What the ledger shows in Gosford and Wyong
The council's two main operational hubs tell different stories. The Gosford CBD precinct — the focus of the long-running Gosford Revitalisation project anchored around the Leagues Club Field site on Dane Drive — has attracted $43 million in committed state and council capital works since 2022, according to council infrastructure schedules. That includes $18.5 million for the Central Coast Stadium precinct upgrades and a further $9.2 million allocated to the Kibble Park and Georgiana Terrace corridor streetscape. Construction timelines have slipped twice, with the Georgiana Terrace works now scheduled for completion in the March 2027 quarter.
Up the M1, the Wyong town centre is a different pressure point. Council planning data shows 1,847 development applications were lodged across the local government area in 2025, the highest single-year figure since amalgamation in 2016. Roughly 38 per cent of those were for residential dwellings, reflecting the continuing wave of Sydney commuters priced out of the capital and landing in suburbs like Woongarrah, Hamlyn Terrace and Wadalba where median house prices still sit below $750,000 — about $400,000 less than Sydney's current median.
Occupancy rates in council-owned commercial properties along Mann Street and Kibble Park's fringe businesses remain a soft spot. A council asset management report from May 2026 pegged vacancy in council-controlled ground-floor retail at 22 per cent, though officers noted that figure had fallen from 31 per cent eighteen months earlier.

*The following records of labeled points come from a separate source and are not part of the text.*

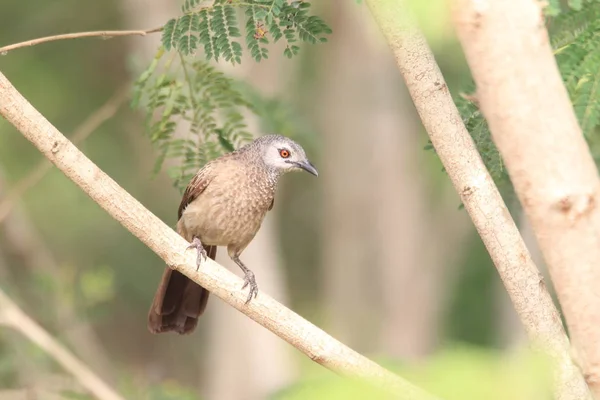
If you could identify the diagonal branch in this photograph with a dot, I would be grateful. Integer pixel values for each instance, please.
(534, 126)
(167, 244)
(104, 113)
(102, 34)
(480, 196)
(11, 315)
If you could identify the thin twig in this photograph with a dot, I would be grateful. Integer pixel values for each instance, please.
(93, 122)
(11, 315)
(478, 192)
(103, 34)
(171, 247)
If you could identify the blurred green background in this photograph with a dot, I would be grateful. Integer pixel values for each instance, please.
(375, 251)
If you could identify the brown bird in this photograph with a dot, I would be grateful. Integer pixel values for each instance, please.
(223, 205)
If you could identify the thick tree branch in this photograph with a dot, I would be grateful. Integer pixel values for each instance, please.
(533, 124)
(93, 122)
(166, 243)
(480, 196)
(11, 315)
(102, 34)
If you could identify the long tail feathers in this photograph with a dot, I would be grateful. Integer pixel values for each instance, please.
(178, 302)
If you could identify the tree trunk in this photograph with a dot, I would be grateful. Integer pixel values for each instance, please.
(522, 96)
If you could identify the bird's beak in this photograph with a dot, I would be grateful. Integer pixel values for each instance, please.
(308, 167)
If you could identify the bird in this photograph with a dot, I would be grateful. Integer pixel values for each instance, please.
(224, 204)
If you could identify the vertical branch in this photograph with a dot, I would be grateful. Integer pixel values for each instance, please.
(480, 196)
(533, 124)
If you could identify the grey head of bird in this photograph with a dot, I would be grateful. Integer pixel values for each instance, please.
(281, 154)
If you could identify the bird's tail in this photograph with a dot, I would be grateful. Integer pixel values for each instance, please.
(178, 302)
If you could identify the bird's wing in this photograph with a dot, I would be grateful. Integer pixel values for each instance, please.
(196, 186)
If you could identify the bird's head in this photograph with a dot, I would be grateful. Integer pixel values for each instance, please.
(283, 154)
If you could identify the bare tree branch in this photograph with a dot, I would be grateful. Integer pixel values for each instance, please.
(535, 128)
(103, 34)
(480, 196)
(93, 122)
(11, 315)
(171, 247)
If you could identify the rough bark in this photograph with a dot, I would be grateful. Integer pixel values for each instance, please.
(171, 247)
(534, 126)
(480, 196)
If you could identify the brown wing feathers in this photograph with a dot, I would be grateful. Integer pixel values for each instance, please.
(179, 301)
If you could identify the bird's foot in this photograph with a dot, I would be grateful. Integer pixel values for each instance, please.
(197, 244)
(250, 281)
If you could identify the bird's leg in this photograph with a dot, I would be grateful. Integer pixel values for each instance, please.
(197, 244)
(248, 279)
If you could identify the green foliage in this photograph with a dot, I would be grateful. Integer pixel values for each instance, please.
(204, 99)
(178, 89)
(216, 27)
(574, 35)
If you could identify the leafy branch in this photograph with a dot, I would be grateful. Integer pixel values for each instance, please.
(575, 38)
(180, 89)
(215, 26)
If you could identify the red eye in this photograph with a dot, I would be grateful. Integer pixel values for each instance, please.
(284, 153)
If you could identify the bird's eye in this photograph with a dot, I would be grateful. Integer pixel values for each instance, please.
(284, 153)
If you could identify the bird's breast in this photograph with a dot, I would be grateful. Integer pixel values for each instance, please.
(230, 210)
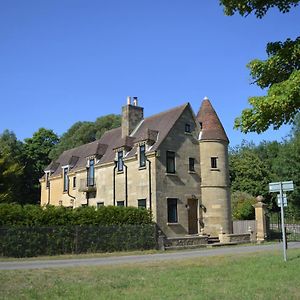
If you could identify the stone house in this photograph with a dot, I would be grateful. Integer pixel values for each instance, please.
(174, 163)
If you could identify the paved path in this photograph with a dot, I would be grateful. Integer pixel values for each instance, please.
(132, 259)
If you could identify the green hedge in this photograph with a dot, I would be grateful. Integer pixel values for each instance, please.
(34, 241)
(33, 215)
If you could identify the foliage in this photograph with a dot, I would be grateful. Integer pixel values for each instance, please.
(36, 158)
(248, 173)
(85, 132)
(33, 215)
(242, 206)
(11, 167)
(34, 241)
(280, 73)
(260, 7)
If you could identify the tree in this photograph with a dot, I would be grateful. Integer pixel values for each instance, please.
(85, 132)
(248, 173)
(260, 7)
(36, 158)
(279, 73)
(11, 168)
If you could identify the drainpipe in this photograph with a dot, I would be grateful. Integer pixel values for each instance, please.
(48, 202)
(126, 186)
(68, 189)
(149, 183)
(114, 184)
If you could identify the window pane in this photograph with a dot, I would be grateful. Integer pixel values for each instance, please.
(65, 179)
(172, 210)
(191, 164)
(142, 156)
(214, 164)
(188, 128)
(142, 203)
(170, 162)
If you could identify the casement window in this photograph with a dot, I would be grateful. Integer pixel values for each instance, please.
(142, 156)
(120, 203)
(141, 203)
(91, 173)
(191, 164)
(66, 179)
(214, 162)
(172, 210)
(188, 128)
(170, 157)
(120, 161)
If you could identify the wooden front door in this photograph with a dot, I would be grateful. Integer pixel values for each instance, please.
(193, 215)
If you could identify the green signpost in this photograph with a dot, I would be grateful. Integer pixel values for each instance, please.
(284, 186)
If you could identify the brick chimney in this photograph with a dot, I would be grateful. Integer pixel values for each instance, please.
(132, 115)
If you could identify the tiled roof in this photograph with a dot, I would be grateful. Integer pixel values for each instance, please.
(212, 128)
(154, 129)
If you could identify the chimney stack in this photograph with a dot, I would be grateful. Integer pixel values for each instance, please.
(132, 115)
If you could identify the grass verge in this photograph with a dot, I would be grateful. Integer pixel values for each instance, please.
(252, 276)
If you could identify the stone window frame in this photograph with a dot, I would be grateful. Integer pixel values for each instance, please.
(172, 210)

Rate pressure and what residents are actually paying
The average residential rates bill on the Coast for 2025–26 was $1,743 — up from $1,388 in 2021–22, before the special rate variation and two standard rate peg increases stacked up. Council officers have flagged that any further special variation application to IPART, the state's Independent Pricing and Regulatory Tribunal, would need to be lodged by December 2026 to affect the 2027–28 rating year. Whether council pursues that path will depend heavily on whether debt servicing costs — currently budgeted at $47 million annually — can be trimmed through asset sales or refinancing.
The council's Long Term Financial Plan projects a return to operating surplus by 2028, but that projection assumes infrastructure grant funding from both the NSW and federal governments holds at current levels. The Central Coast's fast-rail aspirations, which would see upgraded services running from Gosford to Sydney's Central Station in under an hour, remain entirely unfunded at a federal level despite the corridor appearing in Infrastructure Australia's priority list since 2023.
Residents wanting to shape the budget before the July 18 deadline can attend the next ordinary council meeting at Wyong on July 14, or submit via the Your Voice Our Coast portal. The final 2026–27 budget vote is scheduled for July 28. For ratepayers still working through the numbers, council's finance team is running two drop-in sessions — one at Gosford Library on July 9 and one at Wyong Library on July 11 — between 10am and noon.